Region of Hispania during the Roman Republic

Hispania Ulterior (English: "Further Hispania", or occasionally "Thither Hispania") was a Roman province located in Hispania (on the Iberian Peninsula) during the Roman Republic, roughly located in Baetica and in the Guadalquivir valley of modern Spain and extending to all of Lusitania (modern Portugal, Extremadura and a small part of Salamanca province) and Gallaecia (modern Northern Portugal and Galicia). Its capital was Corduba.

==Etymology==
Hispania is the Latin term given to the Iberian Peninsula. The term can be traced back to at least 200 BC when the term was used by the poet Quintus Ennius. The word is possibly derived from the Punic אי שפן I-Shaphan meaning "coast of hyraxes", in turn a misidentification on the part of Phoenician explorers of its numerous rabbits as hyraxes. Ulterior is the comparative form of ulter, which means "that is beyond". According to ancient historian Cassius Dio, the people of the region came from many different tribes. They did not share a common language or a common government.

==History==
After losing control of Sicily, Sardinia and Corsica in the First Punic War, Carthage began to expand into the south of the Iberian peninsula. Soon afterwards, the Second Punic War began. Much of that war between Carthage and Rome took place in Hispania until Scipio Africanus effectively seized control of Hispania from Hannibal and the Carthaginians in the Battle of Ilipa in 206 BC. Four years later, Carthage surrendered and ceded its control of the region to Rome after Carthage's defeat in 201 BC.

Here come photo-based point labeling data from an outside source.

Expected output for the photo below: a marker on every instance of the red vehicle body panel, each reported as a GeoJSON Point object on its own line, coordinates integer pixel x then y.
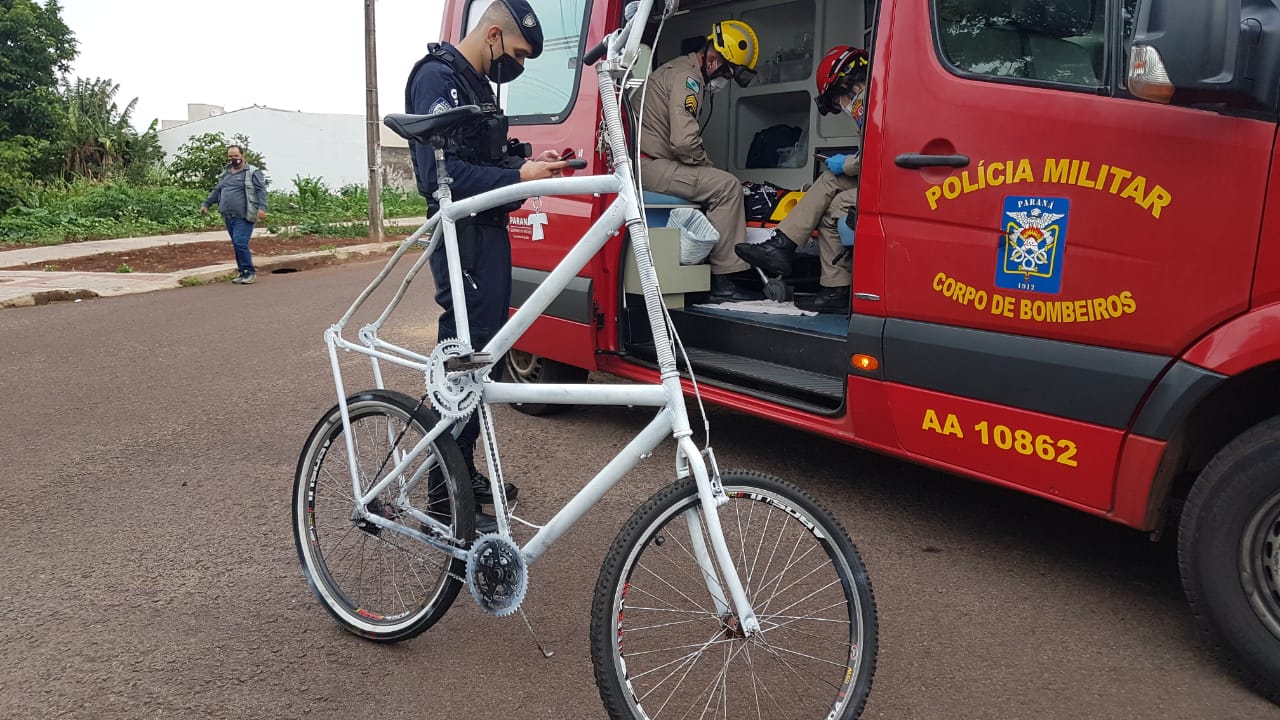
{"type": "Point", "coordinates": [1246, 342]}
{"type": "Point", "coordinates": [1157, 272]}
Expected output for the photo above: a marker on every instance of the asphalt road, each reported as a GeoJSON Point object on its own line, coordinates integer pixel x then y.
{"type": "Point", "coordinates": [147, 566]}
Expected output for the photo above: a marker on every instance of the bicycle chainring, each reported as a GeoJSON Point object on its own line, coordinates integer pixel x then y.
{"type": "Point", "coordinates": [455, 395]}
{"type": "Point", "coordinates": [497, 575]}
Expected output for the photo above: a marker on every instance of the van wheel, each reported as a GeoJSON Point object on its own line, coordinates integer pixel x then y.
{"type": "Point", "coordinates": [520, 367]}
{"type": "Point", "coordinates": [1229, 555]}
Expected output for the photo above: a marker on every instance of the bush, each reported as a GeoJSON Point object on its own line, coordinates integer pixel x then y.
{"type": "Point", "coordinates": [201, 160]}
{"type": "Point", "coordinates": [91, 210]}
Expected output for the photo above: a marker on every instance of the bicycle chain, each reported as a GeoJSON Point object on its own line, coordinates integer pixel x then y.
{"type": "Point", "coordinates": [455, 395]}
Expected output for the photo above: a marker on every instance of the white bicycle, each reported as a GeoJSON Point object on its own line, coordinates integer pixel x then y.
{"type": "Point", "coordinates": [730, 595]}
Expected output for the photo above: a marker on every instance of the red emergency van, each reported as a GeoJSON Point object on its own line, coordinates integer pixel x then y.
{"type": "Point", "coordinates": [1066, 278]}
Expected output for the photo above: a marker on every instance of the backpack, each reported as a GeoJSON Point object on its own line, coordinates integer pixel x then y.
{"type": "Point", "coordinates": [759, 199]}
{"type": "Point", "coordinates": [768, 142]}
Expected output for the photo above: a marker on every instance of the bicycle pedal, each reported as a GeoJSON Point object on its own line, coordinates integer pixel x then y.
{"type": "Point", "coordinates": [467, 363]}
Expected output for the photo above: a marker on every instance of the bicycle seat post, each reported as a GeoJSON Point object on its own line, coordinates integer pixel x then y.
{"type": "Point", "coordinates": [442, 173]}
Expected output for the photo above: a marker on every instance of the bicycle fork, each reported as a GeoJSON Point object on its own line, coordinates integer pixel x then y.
{"type": "Point", "coordinates": [709, 499]}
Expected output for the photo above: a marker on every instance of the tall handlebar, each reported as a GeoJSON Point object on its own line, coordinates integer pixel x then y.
{"type": "Point", "coordinates": [625, 41]}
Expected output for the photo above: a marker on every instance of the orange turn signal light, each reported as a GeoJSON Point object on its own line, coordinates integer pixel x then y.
{"type": "Point", "coordinates": [864, 363]}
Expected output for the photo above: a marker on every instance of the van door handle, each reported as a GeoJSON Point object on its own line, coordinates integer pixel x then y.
{"type": "Point", "coordinates": [917, 160]}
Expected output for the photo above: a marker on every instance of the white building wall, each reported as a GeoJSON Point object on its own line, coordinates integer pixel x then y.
{"type": "Point", "coordinates": [327, 146]}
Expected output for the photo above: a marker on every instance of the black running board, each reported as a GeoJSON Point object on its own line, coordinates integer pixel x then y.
{"type": "Point", "coordinates": [803, 390]}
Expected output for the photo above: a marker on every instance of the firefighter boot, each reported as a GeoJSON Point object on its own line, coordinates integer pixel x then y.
{"type": "Point", "coordinates": [773, 255]}
{"type": "Point", "coordinates": [831, 300]}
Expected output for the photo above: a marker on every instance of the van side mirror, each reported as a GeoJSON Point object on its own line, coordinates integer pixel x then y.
{"type": "Point", "coordinates": [1207, 53]}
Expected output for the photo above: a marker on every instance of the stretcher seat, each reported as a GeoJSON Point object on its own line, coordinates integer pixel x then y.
{"type": "Point", "coordinates": [673, 278]}
{"type": "Point", "coordinates": [658, 206]}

In 197 BC, the peninsula was divided into two provinces because of the presence of two military forces during its conquest. These two regions were Hispania Citerior (Nearer Hispania) and Hispania Ulterior (Further Hispania). The boundary was generally along a line passing from Carthago Nova to the Cantabrian Sea. Hispania Ulterior consisted of what are now Andalusia, Portugal, Extremadura, Castilla y León, Galicia, Asturias, Cantabria, and the Basque Country.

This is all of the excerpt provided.